The bigger issue is all of the pumps you can find on used sites such as Craigslist and EBay. First of all, many of them are old, will be void of warranty and the collection kits might contain BPA which was banned in Canadian baby products in 2008. Second of all, many people feel they are being thrifty or helpful by selling or lending their pumps to a friend. Health Canada designates (not the breast pump companies!) these items as single user. You can’t return these to the stores if they are broken or if you don’t like it. You must deal directly with the manufacturer or distributor for any warranty issues. I have always looked at it this way.

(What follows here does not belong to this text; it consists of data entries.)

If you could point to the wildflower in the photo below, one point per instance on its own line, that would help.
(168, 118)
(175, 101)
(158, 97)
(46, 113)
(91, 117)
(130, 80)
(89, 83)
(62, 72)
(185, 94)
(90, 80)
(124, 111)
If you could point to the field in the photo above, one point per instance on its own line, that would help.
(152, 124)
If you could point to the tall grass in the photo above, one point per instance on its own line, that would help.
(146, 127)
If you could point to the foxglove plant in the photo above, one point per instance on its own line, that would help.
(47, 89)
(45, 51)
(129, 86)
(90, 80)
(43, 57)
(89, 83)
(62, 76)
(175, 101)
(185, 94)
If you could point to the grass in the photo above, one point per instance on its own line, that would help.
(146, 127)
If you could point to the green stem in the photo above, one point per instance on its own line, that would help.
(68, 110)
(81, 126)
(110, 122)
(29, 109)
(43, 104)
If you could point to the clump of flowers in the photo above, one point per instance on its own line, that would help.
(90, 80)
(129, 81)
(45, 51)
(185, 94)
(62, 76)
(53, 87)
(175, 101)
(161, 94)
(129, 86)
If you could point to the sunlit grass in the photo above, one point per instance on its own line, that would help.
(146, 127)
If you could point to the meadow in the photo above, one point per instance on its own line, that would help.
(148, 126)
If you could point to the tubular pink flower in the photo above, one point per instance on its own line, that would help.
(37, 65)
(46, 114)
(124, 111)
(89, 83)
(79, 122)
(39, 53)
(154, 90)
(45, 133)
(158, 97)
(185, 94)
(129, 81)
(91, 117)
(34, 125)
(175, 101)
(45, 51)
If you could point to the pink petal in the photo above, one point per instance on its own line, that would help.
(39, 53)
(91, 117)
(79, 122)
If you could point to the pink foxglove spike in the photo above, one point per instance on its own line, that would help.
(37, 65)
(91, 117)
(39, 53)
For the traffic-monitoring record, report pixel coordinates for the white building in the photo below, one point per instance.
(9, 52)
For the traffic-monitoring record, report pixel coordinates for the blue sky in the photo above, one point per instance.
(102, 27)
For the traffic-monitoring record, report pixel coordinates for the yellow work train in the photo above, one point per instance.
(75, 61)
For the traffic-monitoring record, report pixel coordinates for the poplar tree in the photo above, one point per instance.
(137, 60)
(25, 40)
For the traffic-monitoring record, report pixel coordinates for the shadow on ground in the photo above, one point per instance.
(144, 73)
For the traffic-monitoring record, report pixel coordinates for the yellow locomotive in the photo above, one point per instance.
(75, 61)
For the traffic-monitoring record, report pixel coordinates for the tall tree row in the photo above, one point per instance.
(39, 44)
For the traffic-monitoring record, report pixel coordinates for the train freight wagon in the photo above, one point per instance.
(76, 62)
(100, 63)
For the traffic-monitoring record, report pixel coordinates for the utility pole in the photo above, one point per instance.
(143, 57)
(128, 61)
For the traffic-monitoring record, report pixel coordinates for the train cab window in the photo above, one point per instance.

Would you share your diabetes monitor? It is essentially the same thing, as breast milk is considered a body fluid on the same level as blood. Plus would you really want to put your newborn sweet baby at risk?
There are 2 types of electric breast pumps out there – closed systems and open systems. If you are for sure planning to buy a used pump, make sure you buy one that uses a closed system. A closed system means that the milk in the collection kits stays contained and there is no way to travel into the tubing to get into the pump motor. No matter which type you buy make sure you buy a completely new collection kit for the milk. This is the most at risk part of the pump. You can purchase them at any rental pump location or at most of the places that sell new breast pumps.
There is also the main question you need to ask yourself about why you are buying a pump. Are you planning to breast feed your baby or feed your baby breast milk? The answer to that will give you a good insight as to whether you will even need an electric pump. For most moms who are planning to breastfeed and give the occasional bottle, a hand pump will suffice. You might find your baby won’t take a bottle and prefers the breast or you might have the best intention of breast feeding and run into complications you didn’t know you would face. Either way you don’t need to invest in a pump until after the baby comes. Do all of your searches and have an idea of what kind of pump you think you will want; and when your beautiful sweet baby comes along you will have a good idea of your breastfeeding rhythm. Every breastfeeding “couple” has its own rhythm (Nancy Morbacher – The 7 Natural Laws of Breastfeeding) and you will find yours!